The generator stator core is the largest monobloc component in a turbine-generator set. The stator core comprises thousands of thin steel laminations that are stacked and clamped together to form a cylindrical stator core. Each lamination defines a central opening and thus when stacked together the opening extends the axial length of the core. A rotating rotor within the opening generates electric current in stator windings that are wound into the core.

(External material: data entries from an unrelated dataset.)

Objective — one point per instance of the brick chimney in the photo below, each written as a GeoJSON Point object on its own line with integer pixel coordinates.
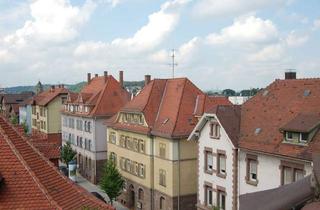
{"type": "Point", "coordinates": [89, 77]}
{"type": "Point", "coordinates": [121, 78]}
{"type": "Point", "coordinates": [147, 79]}
{"type": "Point", "coordinates": [105, 74]}
{"type": "Point", "coordinates": [290, 75]}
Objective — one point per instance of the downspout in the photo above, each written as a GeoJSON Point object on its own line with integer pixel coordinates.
{"type": "Point", "coordinates": [152, 172]}
{"type": "Point", "coordinates": [179, 175]}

Steady-state and transient forces generated during normal operation and transient conditions distort the core geometric shape. Improperly attaching the core to the frame can cause lamination vibrations due to magnetic impulses and core elliptical dilation (i.e., distorting the core from a circle to an ellipse). The core dilation effect is more prevalent in two pole generators (inducing a two lobe core distortion) than in four pole generators (inducing a four lobe core distortion). Also, mechanical fatigue effects caused by the vibrations can lead to premature failure of the generator.
It is known, for example see commonly-owned U.S. Pat. No. 5,875,540 incorporated herein by reference, to overcome some of the problems with prior art assembly techniques by first assembling then joining a number of laminations, collectively referred to as a donut. A plurality of these donuts are then stacked (vertically or horizontally) to form the stator core. This process saves substantial time when compared with individually assembling the laminations and also produces fewer core flaws.
When individual laminations or a plurality of laminations in the form of a donut are formed into a core, they engage axially-extending keybars disposed on an inside surface of the generator frame. The keybars are rod-like or bar-like members that extend a length of the frame and attach to internal frame structures (e.g., frame rings). An inwardly-facing surface of the keybar comprises a projection that engages axial grooves in the outer circumference of the laminations (donuts).
FIG. 1 is a cutaway view of a generator frame 2 prior to insertion of the laminations or donuts. Keybars 6 run an internal axial length of the frame 2 and are generally attached to the support rings 4 via a transition adapter plate 5 (see FIG. 2). The support rings 4 are attached to the generator frame 2 as illustrated in FIG. 1.
The laminations and keybars are engaged with complementary grooves as shown in FIG. 2, illustrating a dovetail keybar profile. Each lamination 10 defines a plurality of notches 12 about a circumference of the lamination. The notches 12 match a complementary profile of the keybar 6. When a plurality of laminations is attached together, the aligned notches form an axial groove. Thus several axial grooves are disposed about a circumference of the core. By sliding the laminations 10 onto the keybars 6, the laminations 10 are secured to the generator frame 2. Since the stator core vibrates during operation, it is critical for the keybars and any keybar attachments to be rigidly attached to the core and to the generator frame.
Since the laminations may be mounted individually or as donuts, if the fit between the lamination grooves 12 and the keybars 6 is too tight, field installation can be very difficult or, in the extreme, impossible. Thus there is a need for structural elements and processes that permit the laminations or donuts to be easily placed onto keybars then secured to the generator frame.
Those skilled in the art recognize that given the wide variety of available generator styles and ratings, there exists a wide variety of generator frame constructions, stator constructions and core attachment elements. It is desired to provide technically sound (i.e., providing the required structural rigidity while also limiting frame vibrations) and expedient techniques and structural members for attaching the core to the frame.